I just took one out of the oven that is about 3 inches tall and almost 8 inche's in diameter.   Am I asking to much?

I managed to add a picture of this loaf but it is at the bottom of my first post on this page. It is a beautiful golden brown top and bottom with a springy crust.

I added sesame seeds to one yesterday and it was delicous so I did it again this morning and hope it is the same.


I will try going back to more hydration and see what happens. As far as the rising time, I can't see shortening it if it is still activley rising.


I will also try reducing the amount of starter as welburt suggested. I will try these seperatly to hopefully be able to determine the results properly.




davo 2012 July 14

 Most recipes call for kneading or stretching/folding of some kind, so the gluten is well developed. I have read that is is less  important for HIGH hydration doughs, but people don't knead just for the fun of it - it gives better gluten development, which makes the dough extensible and allows the gas to be captured.


OK I see a different issue as well. Whatever rise you have got , you are largely shaping out of the dough just before baking. A sourdough that has been fed (as wehn mixed into a final bread dough) has only so much capacity to rise, as once the food goes there is no more gas to be produced. Most recipes allows for the dough to be mixed, then for there to be some proportion of the time before baking allowing an initial, partial rise (the "bulk ferment"). If the total time from mixing dough to baking is say 8 hours, the bulk ferment is usually around 3 hours and the period after shaping is 5 hours (give or take on those proportions). The reason is that if you do the loaf shaping right at the end, you are knocking out much of the gas, and there's no more to get in the dough.  Your dough on shaping I reckon should have only small bubbles in it and not deflate too much when handled/shaped into a loaf - there's your air that will potentially end up in your loaf disappearing right there.

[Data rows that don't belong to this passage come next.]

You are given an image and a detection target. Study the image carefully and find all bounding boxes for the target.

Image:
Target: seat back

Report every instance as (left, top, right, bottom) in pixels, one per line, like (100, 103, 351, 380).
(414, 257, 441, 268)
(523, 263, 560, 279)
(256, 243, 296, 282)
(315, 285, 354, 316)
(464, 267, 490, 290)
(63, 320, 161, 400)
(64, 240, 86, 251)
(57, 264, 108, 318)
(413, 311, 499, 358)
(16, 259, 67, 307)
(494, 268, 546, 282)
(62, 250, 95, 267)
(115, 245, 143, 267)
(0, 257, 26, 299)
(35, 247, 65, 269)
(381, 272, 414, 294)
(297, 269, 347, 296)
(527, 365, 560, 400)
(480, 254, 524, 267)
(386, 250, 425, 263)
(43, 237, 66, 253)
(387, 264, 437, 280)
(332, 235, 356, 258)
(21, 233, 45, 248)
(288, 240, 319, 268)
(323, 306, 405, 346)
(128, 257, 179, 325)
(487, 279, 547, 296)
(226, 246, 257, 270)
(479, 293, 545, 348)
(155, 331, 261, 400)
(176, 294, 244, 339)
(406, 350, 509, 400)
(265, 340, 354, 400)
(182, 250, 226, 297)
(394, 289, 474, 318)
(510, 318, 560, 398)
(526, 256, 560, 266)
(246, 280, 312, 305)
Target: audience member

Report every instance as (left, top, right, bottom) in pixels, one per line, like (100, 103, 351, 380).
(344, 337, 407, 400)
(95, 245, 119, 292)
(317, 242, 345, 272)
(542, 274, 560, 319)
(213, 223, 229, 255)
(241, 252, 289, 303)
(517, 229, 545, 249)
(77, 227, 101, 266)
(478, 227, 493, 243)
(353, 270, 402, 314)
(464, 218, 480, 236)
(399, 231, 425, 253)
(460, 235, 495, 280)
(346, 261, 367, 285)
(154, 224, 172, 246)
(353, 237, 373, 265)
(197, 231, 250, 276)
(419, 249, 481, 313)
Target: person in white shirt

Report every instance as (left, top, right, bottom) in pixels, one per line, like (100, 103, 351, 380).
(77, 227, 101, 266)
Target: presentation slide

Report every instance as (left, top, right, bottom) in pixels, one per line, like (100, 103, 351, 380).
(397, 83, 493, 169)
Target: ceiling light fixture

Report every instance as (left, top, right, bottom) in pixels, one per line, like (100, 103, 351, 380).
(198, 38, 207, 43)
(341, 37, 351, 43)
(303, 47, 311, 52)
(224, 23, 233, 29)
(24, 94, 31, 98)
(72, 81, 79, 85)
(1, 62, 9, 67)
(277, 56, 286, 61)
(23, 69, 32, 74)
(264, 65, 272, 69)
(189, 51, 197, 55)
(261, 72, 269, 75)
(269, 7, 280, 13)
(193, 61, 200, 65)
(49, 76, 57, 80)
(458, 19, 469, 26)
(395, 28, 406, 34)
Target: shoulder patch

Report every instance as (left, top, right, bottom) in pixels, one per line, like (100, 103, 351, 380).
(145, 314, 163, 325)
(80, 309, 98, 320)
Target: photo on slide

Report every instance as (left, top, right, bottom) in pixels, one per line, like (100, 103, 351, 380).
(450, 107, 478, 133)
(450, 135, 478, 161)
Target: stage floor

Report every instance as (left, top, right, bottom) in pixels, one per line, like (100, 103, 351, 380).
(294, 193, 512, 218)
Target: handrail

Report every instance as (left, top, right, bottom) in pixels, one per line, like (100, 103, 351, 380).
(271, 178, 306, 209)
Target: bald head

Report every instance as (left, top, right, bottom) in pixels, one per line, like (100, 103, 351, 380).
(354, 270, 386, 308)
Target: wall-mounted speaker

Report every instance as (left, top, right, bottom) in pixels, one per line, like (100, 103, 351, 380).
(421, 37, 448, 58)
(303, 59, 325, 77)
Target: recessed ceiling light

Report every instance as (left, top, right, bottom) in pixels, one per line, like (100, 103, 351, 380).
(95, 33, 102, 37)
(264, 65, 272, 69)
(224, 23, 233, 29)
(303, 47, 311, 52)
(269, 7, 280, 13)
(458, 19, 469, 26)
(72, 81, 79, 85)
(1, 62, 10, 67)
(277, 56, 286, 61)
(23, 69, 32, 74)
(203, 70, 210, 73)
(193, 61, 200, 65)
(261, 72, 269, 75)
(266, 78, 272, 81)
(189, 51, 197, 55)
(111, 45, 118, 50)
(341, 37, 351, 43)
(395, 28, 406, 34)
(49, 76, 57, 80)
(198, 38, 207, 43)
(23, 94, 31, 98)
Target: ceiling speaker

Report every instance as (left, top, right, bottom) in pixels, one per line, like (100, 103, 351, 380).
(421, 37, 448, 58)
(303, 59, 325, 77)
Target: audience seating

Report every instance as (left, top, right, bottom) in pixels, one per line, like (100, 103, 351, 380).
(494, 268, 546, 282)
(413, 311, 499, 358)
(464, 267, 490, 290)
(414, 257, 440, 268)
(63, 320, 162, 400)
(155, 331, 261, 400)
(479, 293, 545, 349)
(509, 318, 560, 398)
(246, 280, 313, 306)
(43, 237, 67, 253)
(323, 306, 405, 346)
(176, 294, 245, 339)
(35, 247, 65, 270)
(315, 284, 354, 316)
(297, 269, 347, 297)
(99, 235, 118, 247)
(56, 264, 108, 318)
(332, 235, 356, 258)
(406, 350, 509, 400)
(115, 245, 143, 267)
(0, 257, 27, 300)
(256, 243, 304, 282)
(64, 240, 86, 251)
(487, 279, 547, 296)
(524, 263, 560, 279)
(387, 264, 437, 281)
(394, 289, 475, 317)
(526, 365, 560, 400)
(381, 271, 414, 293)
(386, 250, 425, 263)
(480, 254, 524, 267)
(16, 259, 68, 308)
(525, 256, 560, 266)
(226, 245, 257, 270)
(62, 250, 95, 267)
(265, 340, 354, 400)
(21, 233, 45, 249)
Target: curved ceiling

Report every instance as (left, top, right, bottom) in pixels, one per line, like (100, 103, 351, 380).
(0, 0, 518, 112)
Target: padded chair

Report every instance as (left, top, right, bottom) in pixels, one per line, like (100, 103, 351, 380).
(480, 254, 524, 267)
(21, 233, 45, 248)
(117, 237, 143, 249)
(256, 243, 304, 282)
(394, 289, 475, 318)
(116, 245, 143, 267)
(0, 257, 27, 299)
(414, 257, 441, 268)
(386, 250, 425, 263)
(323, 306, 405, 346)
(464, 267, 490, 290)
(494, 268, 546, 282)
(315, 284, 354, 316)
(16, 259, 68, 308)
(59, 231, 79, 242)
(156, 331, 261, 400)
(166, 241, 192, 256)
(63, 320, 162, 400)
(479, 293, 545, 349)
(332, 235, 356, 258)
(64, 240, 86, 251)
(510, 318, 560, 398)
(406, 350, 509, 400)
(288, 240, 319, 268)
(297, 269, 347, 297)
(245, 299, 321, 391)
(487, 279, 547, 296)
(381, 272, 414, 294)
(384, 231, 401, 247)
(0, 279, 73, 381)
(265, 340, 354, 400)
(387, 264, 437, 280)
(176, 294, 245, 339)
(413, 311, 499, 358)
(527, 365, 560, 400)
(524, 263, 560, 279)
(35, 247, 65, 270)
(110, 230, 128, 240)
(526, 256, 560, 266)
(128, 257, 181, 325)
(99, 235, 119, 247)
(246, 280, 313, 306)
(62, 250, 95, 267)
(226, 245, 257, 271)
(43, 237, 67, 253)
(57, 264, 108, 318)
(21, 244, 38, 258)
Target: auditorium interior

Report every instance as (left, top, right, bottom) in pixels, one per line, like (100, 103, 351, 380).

If you need to leave overnight, you maybe need to either let go through that bulk ferment warm, then shape the loaves, then keep it a bit cool overnight (cold room in house, or fridge). If you use the fridge it really slows it down so it will require some warm time back out of the fridge to rise before baking. Or you retard in the fridge after 3 hour (ish) of bulk ferment, then shape the dough soon affter removing from fridge, and allow your final proof to occur after that.

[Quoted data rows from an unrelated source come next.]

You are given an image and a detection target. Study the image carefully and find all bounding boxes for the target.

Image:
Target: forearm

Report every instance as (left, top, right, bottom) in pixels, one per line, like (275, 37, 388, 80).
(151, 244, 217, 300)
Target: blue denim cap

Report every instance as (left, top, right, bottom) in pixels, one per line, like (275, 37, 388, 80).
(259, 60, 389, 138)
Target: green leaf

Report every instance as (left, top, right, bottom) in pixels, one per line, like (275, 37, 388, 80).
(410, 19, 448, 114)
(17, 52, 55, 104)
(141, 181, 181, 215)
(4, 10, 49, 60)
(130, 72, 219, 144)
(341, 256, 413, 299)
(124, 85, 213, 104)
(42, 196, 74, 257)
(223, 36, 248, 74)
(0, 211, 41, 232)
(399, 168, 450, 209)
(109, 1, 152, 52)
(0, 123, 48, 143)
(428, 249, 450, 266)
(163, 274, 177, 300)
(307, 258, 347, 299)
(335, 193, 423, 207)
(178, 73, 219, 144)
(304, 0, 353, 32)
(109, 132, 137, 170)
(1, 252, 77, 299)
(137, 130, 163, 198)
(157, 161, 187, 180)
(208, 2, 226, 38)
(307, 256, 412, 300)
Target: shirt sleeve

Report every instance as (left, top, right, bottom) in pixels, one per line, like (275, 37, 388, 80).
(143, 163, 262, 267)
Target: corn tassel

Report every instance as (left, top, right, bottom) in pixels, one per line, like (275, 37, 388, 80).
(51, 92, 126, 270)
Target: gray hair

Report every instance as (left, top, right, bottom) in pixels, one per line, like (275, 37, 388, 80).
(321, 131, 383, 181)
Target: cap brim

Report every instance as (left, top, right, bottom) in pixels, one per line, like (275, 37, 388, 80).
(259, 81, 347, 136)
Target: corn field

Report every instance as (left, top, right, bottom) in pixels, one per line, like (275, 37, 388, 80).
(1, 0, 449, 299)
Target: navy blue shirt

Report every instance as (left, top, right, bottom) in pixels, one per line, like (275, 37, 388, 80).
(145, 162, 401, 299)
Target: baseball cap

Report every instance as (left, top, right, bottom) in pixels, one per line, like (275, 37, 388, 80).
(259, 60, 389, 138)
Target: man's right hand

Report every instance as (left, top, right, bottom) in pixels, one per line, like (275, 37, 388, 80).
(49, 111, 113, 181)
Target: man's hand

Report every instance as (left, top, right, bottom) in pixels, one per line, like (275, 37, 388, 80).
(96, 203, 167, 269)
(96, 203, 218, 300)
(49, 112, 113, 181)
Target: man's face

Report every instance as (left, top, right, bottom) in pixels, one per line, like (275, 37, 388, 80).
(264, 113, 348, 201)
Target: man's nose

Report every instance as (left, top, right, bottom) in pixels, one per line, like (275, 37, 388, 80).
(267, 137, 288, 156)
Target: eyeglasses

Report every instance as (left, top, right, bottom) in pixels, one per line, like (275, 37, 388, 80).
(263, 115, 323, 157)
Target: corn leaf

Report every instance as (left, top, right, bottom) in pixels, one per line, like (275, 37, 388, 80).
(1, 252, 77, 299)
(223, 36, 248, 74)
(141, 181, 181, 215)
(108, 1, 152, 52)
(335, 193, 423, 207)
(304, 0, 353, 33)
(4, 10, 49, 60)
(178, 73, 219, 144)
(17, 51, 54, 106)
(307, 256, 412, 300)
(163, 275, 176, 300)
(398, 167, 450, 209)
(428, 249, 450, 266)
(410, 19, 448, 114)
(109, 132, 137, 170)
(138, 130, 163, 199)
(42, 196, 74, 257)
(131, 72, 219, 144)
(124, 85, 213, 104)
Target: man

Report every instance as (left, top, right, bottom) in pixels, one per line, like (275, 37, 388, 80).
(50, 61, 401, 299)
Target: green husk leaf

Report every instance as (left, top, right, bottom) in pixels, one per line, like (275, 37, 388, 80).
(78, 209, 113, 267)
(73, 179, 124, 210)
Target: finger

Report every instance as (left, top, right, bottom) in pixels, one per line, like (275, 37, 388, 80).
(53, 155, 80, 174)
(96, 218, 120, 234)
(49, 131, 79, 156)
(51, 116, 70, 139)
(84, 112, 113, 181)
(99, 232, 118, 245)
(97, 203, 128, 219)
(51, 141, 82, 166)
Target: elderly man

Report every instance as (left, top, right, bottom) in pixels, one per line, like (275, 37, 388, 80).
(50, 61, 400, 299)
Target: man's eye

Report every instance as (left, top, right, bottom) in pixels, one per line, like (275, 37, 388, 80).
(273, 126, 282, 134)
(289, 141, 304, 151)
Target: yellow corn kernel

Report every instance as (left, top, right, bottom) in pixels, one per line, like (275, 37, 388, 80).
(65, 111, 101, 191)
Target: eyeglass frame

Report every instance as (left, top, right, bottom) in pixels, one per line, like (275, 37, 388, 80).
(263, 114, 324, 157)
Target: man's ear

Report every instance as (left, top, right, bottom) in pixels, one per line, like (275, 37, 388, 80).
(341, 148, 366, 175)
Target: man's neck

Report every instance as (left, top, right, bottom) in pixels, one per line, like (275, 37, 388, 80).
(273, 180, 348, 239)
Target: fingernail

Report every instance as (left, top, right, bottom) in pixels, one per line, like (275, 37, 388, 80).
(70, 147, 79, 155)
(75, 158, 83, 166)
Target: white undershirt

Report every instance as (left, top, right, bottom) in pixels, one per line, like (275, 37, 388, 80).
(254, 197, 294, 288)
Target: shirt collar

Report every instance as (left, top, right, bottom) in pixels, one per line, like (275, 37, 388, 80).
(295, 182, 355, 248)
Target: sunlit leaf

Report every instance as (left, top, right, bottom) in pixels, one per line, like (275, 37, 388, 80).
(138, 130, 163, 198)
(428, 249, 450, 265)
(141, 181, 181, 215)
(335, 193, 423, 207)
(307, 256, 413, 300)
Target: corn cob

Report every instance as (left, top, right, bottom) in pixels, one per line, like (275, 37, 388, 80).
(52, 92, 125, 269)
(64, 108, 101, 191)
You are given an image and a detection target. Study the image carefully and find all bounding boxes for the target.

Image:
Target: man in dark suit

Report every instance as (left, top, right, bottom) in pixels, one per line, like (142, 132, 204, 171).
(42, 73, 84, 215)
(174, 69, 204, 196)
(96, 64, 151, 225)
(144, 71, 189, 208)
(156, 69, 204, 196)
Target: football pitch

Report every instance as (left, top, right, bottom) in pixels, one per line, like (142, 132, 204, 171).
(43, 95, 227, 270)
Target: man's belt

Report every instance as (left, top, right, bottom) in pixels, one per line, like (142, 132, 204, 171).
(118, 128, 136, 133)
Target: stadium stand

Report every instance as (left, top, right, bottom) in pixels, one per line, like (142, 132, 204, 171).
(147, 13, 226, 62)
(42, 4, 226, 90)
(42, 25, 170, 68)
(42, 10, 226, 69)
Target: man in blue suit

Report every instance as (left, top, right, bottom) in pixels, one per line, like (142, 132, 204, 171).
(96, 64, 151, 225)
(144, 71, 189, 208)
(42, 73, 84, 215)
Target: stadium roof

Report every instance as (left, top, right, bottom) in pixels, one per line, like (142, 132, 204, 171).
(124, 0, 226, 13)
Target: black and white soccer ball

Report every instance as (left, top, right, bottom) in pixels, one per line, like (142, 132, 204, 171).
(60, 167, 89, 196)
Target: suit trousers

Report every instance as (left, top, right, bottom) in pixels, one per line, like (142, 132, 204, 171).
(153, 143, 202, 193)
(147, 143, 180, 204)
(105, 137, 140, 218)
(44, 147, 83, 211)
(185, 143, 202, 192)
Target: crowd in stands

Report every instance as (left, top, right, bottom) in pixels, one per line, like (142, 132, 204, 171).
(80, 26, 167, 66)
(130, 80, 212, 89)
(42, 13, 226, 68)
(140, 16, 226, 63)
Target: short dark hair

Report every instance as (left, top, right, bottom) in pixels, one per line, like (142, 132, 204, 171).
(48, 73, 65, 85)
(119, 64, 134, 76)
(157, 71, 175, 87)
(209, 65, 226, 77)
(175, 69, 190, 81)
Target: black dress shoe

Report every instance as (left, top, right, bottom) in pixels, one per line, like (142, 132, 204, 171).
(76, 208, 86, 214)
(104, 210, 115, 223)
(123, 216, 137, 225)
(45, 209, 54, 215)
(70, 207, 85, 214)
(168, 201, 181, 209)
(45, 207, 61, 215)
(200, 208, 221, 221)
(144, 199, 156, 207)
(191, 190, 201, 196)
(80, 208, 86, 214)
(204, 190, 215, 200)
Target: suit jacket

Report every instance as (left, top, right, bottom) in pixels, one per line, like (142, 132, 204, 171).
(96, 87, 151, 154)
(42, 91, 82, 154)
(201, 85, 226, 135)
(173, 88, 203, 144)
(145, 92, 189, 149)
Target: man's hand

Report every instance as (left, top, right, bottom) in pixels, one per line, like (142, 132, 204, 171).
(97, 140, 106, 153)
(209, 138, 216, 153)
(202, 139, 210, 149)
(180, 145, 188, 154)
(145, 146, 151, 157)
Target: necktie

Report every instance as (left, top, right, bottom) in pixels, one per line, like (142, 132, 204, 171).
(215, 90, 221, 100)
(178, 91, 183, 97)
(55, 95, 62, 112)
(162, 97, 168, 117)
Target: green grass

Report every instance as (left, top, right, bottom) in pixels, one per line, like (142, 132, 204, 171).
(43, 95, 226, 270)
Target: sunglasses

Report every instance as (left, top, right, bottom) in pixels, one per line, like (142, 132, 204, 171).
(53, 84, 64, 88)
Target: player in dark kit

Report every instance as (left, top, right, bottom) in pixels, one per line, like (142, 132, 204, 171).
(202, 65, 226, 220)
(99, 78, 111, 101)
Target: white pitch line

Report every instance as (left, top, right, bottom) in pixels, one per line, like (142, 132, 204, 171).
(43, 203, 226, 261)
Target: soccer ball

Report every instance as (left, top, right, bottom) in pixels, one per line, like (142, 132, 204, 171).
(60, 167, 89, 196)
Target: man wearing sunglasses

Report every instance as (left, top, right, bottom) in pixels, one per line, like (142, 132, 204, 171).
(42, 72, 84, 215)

I do see some recipes that allow only a short time after shaping before baking, and I have tried this but it doesn;t workl so well for me.


Just because it's still rising doesn't mean it is not overproved. You want the biggest overall rise including the oven spring. This does not e3quat to the biggest rise that is possible before it goes in the oven.

Panevino 2012 July 16

I let it sit for 12 hours and I get a great rise out of it but it comes out looser than it used to.


If you're getting a good first rise and a poor second rise/oven spring, it could be the sugar required for the final push is all used up.  Maybe add some malt or shorten you fermentation time, as already suggested.




My starter is usualy pretty thick and almost always doubles in volume after feeding. I always split the mixture after feeding wheather it be for cooking or throwing half away.


Not sure how you are feeding your storage culture from what you say, but simply splitting your starter and building it back to where it was before using it will likely kill your starter.  Slowly, but surely.  You might want to try an acid dump.  Throw away all but what clings to the jar and build it up from there.  (When I do this, I always keep some of what I toss in a separate container, just in case.  Once the "new" feed cultures proves itself, I throw away the insurance.)  Just a couple of thoughts.  Good luck.